Figure 1—figure supplement 1. Molecular mechanism for CatSper1 down-regulation during sperm capacitation.

(A) CatSper1 is not a phosphoprotein. Treatment of sonication-solubilized cauda sperm (1 × 10⁶ cells) with protein phosphatase 1 (PP1, 0.1 unit), protein tyrosine phosphatase (PTP1B, 5 units), and PTP inhibitor (VO₄^3-, 1 mM) does not change the molecular weight of CatSper1. (B) N-glycosidase, PNGase F, does not change the electrophoretic mobility of CatSper1 from sperm membrane fraction. (C) CatSper complex in the flagellar membrane is compartmentalized and protected from a protease.

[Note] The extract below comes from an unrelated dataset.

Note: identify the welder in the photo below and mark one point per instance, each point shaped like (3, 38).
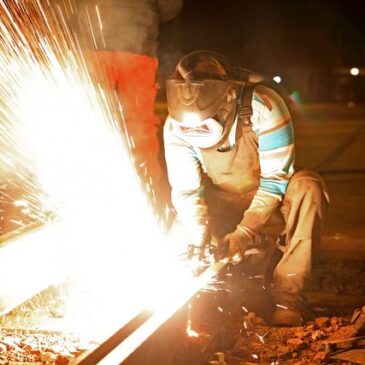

The membrane fraction from cauda sperm cells were incubated with 0.1% Triton X-100 (Tx) in PBS at 4°C for 0, 5, 10, 15, and 20 min. The addition of Triton X-100 results in cleavage within the CatSper1 N-terminus. N-terminal truncations of CatSper1 were not observed in sperm directly lysed in the sampling buffer. (D) Inhibition of PKA-anchoring to AKAP by st-HT31 peptide (10 μM) accelerates CatSper1 degradation in capacitating sperm. (E) CatSper1 processing involves two distinct signaling pathways. Treatment with Ca²⁺ ionophore A23187 (10 μM, blue) accelerates CatSper1 processing in the presence of PKA inhibitor, H89 (50 μM, gray) in non-capacitating spermatozoa (top, NC). Chelating intracellular Ca²⁺ by loading sperm cells with BAPTA-AM (10 μM, brown) does not affect CatSper1 processing regardless of PKA inhibition under capacitating conditions (bottom, Cap). (F) A model proposes the molecular mechanism of full-length CatSper1 downregulation in capacitated sperm cells. Increase in intracellular pH activates the CatSper channel in sperm undergoing capacitation CatSper1-degrading protease X is activated by the CatSper-mediated rise in intracellular Ca²⁺ and cleaves the -terminal domain of CatSper1. We speculate that the activity of the Ca²⁺-dependent protease X can be further modulated by PKA phosphorylation cascades (i.e. dephosphorylation by PP1/PP2A); Ca²⁺ suppresses PKA activation (dotted lines). The cleaved N-terminal fragment from CatSper1 is subject to degradation. The CatSper channel containing the N-terminal truncated CatSper1 might become inactive. (G) A representative immunofluorescence image of conglomerated sperm in the uterus. The uterus was collected after 8 hr coitus, subjected to clearing, and immunostained. Sperm cells with intact or processed Catsper1 are visible in the uterus. Blots shown here are representative of three independent experiments.